Britain's inflation 'problem' isn't as unusual as you think
Received wisdom has it that Britain's inflation is unusually high when compared to other countries. But is that really the case?
We constantly hear about how the UK is an outlier in the West when it comes to inflation. While our CPI is running at 3.7%, prices are barely budging in other countries the US in particular. That's grist to the mill of the deflationists (whose cause we have enormous sympathy with).
But is it really so? Perhaps not.
In fact, according to Simon Ward at Henderson Global Investors, US inflation might not be so low after all. Recalculate it using the European Union's "harmonised index of consumer prices (HICP)" methodology and it turns out that US consumer price inflation is almost the same as UK consumer price inflation an annual 3.5% in April. US core inflation (excluding food and energy) would also be much higher using the European method 2% not 0.9%.

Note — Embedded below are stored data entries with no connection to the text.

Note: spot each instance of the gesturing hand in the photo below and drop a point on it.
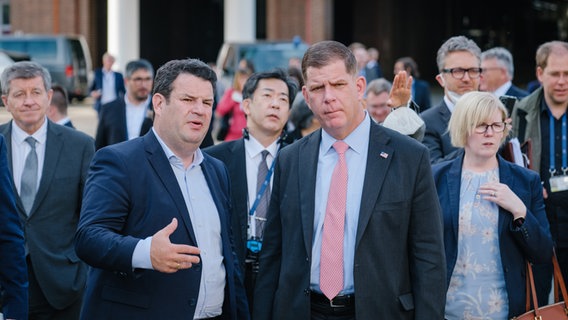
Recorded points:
(169, 257)
(400, 91)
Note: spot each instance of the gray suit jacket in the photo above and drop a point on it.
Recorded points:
(399, 254)
(50, 228)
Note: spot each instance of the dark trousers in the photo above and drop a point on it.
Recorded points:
(40, 309)
(543, 282)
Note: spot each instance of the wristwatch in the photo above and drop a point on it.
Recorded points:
(518, 222)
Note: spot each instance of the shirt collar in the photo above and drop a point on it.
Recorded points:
(20, 135)
(254, 148)
(502, 90)
(357, 140)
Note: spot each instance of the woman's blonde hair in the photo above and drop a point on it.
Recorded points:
(471, 110)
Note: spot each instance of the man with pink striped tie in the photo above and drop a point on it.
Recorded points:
(353, 230)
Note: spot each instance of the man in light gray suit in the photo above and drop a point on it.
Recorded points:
(49, 164)
(389, 261)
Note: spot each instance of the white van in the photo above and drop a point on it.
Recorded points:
(66, 57)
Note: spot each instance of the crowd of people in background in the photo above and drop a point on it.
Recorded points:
(319, 191)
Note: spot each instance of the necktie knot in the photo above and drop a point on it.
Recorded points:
(340, 147)
(264, 154)
(31, 141)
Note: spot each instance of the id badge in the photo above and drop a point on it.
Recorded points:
(558, 183)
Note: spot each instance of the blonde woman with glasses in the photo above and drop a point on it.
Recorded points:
(493, 215)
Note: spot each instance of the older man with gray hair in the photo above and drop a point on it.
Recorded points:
(498, 70)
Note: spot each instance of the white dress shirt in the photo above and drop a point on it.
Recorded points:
(253, 153)
(356, 157)
(207, 228)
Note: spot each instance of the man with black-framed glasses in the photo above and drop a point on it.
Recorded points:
(459, 63)
(129, 116)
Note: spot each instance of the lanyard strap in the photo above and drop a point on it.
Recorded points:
(262, 188)
(552, 139)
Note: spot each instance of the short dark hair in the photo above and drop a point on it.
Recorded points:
(322, 53)
(252, 83)
(59, 98)
(135, 65)
(168, 73)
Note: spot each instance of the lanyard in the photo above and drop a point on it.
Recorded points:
(262, 188)
(552, 168)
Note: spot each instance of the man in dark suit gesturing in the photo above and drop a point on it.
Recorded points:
(49, 164)
(267, 97)
(155, 219)
(352, 233)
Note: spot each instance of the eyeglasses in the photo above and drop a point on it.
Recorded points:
(496, 127)
(459, 73)
(140, 80)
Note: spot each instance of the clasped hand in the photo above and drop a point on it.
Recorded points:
(169, 257)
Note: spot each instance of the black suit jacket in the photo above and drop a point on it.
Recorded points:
(132, 193)
(233, 155)
(112, 126)
(436, 137)
(13, 271)
(51, 225)
(399, 266)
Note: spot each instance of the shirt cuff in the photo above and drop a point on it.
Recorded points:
(141, 256)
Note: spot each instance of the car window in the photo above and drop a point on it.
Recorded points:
(39, 50)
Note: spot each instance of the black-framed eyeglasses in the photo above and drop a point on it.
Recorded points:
(459, 73)
(496, 127)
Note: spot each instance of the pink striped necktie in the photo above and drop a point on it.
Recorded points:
(331, 261)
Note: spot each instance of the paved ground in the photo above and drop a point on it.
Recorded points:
(83, 116)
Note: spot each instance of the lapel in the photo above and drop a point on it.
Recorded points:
(121, 119)
(53, 146)
(445, 113)
(454, 185)
(6, 131)
(379, 158)
(307, 171)
(237, 167)
(161, 165)
(505, 177)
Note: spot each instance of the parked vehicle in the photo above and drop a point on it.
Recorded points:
(66, 57)
(264, 55)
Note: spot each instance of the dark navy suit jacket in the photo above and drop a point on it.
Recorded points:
(132, 193)
(399, 265)
(532, 241)
(13, 271)
(98, 85)
(232, 153)
(436, 137)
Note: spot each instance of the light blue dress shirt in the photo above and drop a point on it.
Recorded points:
(356, 157)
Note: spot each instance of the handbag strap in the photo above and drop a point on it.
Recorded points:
(558, 280)
(531, 291)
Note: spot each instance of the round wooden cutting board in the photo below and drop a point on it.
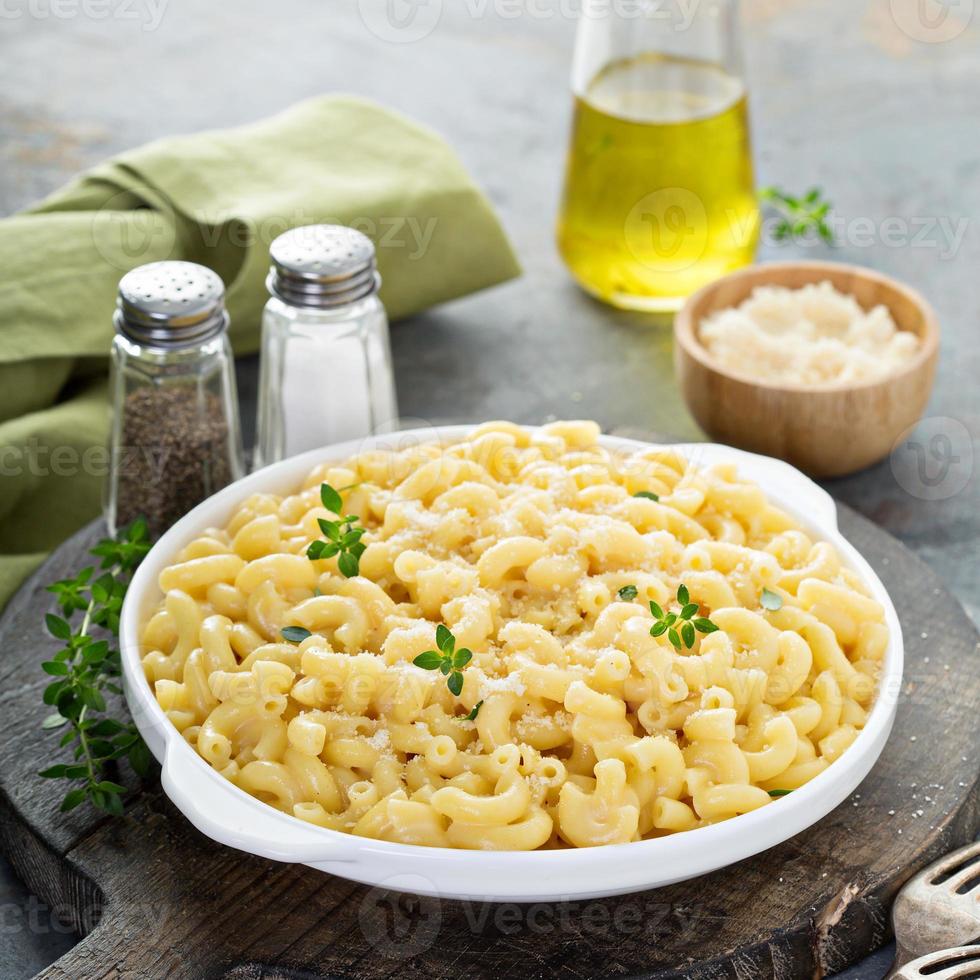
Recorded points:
(154, 898)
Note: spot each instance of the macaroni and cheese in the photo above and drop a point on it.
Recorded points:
(547, 556)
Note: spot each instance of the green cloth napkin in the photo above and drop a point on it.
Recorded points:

You can argue the toss on the methodology with this one but it is worth noting that on the same method, Eurozone CPI comes in at about 1.5% that's a significant difference. So why might inflation be more obvious and so very similar in the US and UK than in Europe?
Presumably because both of them have followed very similar monetary policies since the beginning of the financial crisis lots of QE (money printing) and the tolerance of weak currencies. Something for both the inflationists and the deflationists to ponder over.